Information Security & Audit

  1. You are here:  
  2. Home
  3. Services
  4. Information Security & Audit

Information Security Team

Our international team consists of highly skilled security professionals experienced with both attack and defense sides. Our specialists hold many professional certifications like OSCP, OSWE, CEH, CISSP, CCSP, CISM, CompTIA Cloud+, Pentest+, CySA+, Cisco CCNA R&S, CCNA Security, CCNA CyberOps and others.

Our team members participate in various CTF competitions and teams to keep our skills and tools up-to-date. 

We compose the project based teams depending on the technology stack used by the client. This helps us to ensure the best quality of the services provided. We can provide a client with CVs of all staff members we plan for the specific project.

IT Security Services

Internal Network Penetration testing

During this phase, we perform port scans, vulnerability scans, and testing for all computers, devices, databases and networking equipment on in-scope networks.
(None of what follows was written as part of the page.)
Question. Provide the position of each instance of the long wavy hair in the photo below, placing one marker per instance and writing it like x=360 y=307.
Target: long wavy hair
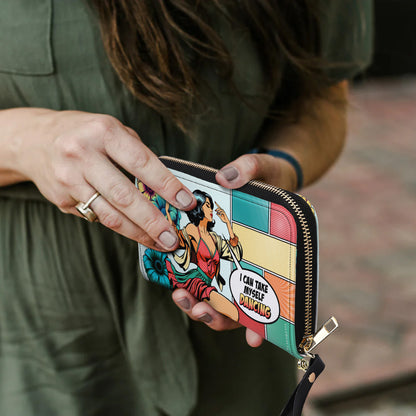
x=156 y=46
We then validate the scan results to weed out false positives by manually verifying a subset of results within particular vulnerability classes, and review the discovered vulnerabilities.  We include ones marked as “Low” or “Informational”, as well as manually probe the in-scope networks to look for additional methods of entry or compromise not flagged by a scanner.

Cloud Security penetration test

A cloud platform can create exposure from network, application, and configuration vulnerabilities that can result in external access to company credentials, internal systems, and sensitive data. Our cloud penetration testing services will identify security gaps in your cloud infrastructure and provide you with actionable guidance for remediating the vulnerabilities and improving your organization’s cloud security posture.

Our cloud security pentesting services include:

  • Microsoft Azure
  • Amazon Web Services (AWS)
  • Google Cloud (GCP)

Security Posture Assessment

Security posture refers to an organization's overall cybersecurity strength and how well it can predict, prevent and respond to ever-changing cyberthreats.
Cybersecurity Posture Assessment is a vital first move for any organization toward better understanding of the security status of its information systems and cybersecurity maturity level overall.
Cybersecurity Posture Assessment report provides organizations with clarity and direction in terms of their cybersecurity posture, maximizing the ROI of their security-related expenses.

External Network Penetration testing

How vulnerable is your public facing system?

In an External Penetration test, we perform a vulnerability scan of your company’s externally facing (public) systems, manually verify issues, and exploit issues.

White Box Source code testing

Our team uses a number of Static and Dynamic Application Security Testing tools which can highlight the security vulnerabilities in your code base. Taking into account that software has dependencies on the open-source code and other dependencies, we will check it for the known vulnerabilities to identify if there are any security issues with the dependencies used by your code.

Web Application Testing

We perform an in-depth assessment of web applications in order to discover vulnerabilities caused by programming errors, configuration weaknesses, or faulty assumptions about user behavior. Both manual inspection and automated scanning tools are used to identify vulnerabilities.

Insider threat assessment

Mimicking the activities an attacker or malicious insider might perform.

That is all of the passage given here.